Naturally, when I finished that book I went on to devour The Black Swan. Having romanticized the excitement of his career while occasionally disparaging steady, "unscalable" jobs as boring, he then goes on to say "But don't do what I did! I was just in the right place at the right time!", citing monstrous, unfair payoffs to the lucky as sufficient deterrent from the life of a trader.

I treat this advice as I treat all advice these days: I neither accept nor reject it, but just keep it in mind as I grow and learn, trying not to think too much about it until it becomes relevant.

Nevertheless, I am still put off by the apparent contradiction. I was wondering if anyone here had any thoughts on this issue. Also, many of you work in the financial sector of NYC or another big city; do you know any successful traders who are willing to look at Taleb's arguments with stone-cold realism--i.e., willing to consider, with balanced humility, the role of luck in their success?
 
As Jim Simons puts it:

"I don't come to work thinking 'Am I smart today?'. I come to work thinking 'Am I lucky today?'."
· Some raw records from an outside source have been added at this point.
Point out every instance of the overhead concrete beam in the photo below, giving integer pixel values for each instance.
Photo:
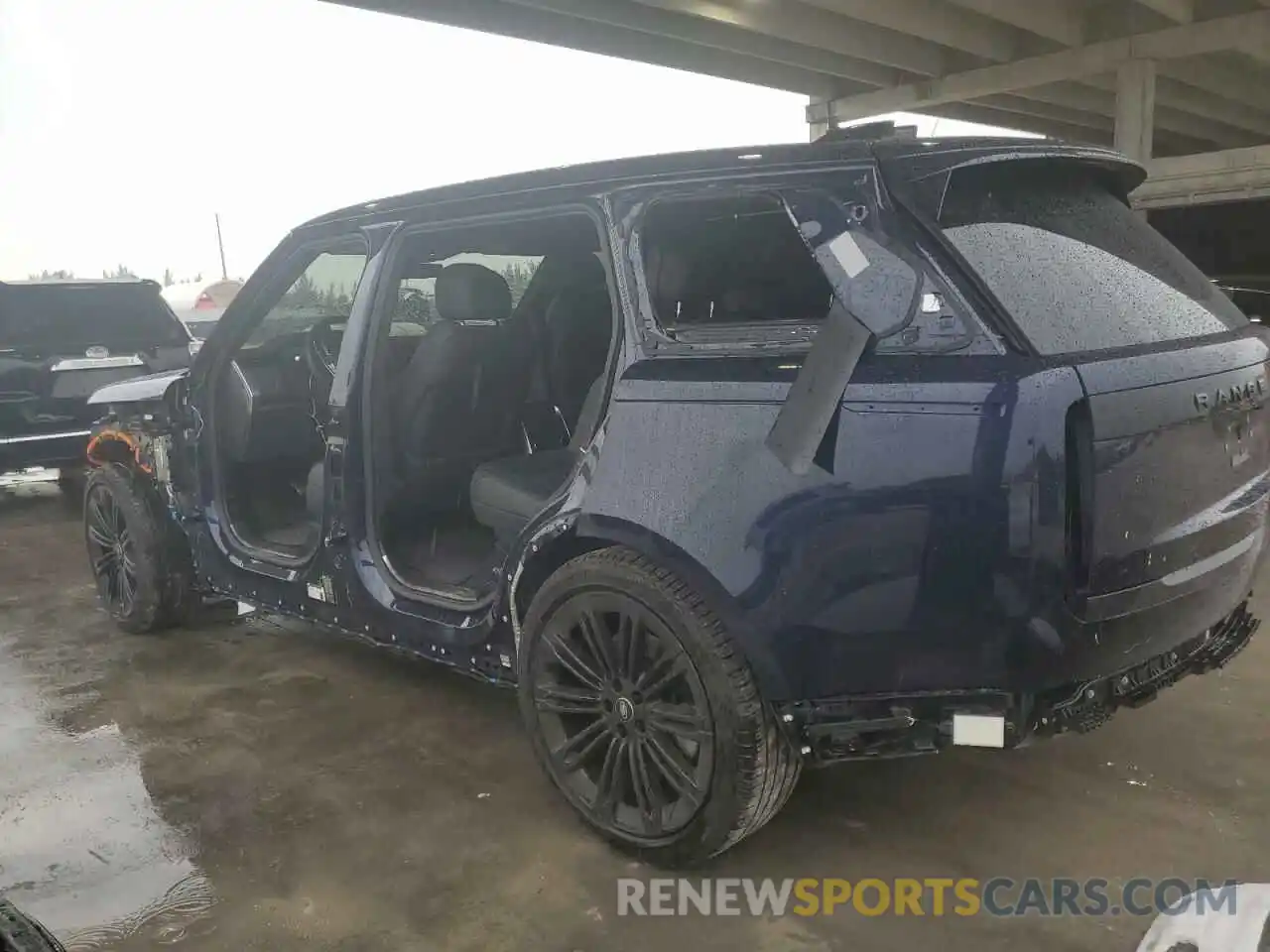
(1215, 76)
(1234, 175)
(993, 116)
(1135, 108)
(783, 19)
(1020, 107)
(1203, 127)
(934, 21)
(1180, 113)
(728, 60)
(1053, 19)
(1191, 40)
(1179, 95)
As for Black Swans, it seems almost every single time they've popped up, the stat-arb funds were on the right side of that trade. Thorp made a ton of money on Black Monday. Jim Simons made 160% in Medallion last year. (80% net of fees, which are paid back to the fund. So it's simply a diffusion of wealth from the top to the bottom of the salary scale at RenTec, not so much a fee)

Shaw nearly ate it when LTCM went under, but recovered from that quite handily.

The kinds of Black Swans that Taleb is talking about IMO are simply a punishment for being immensely stupid.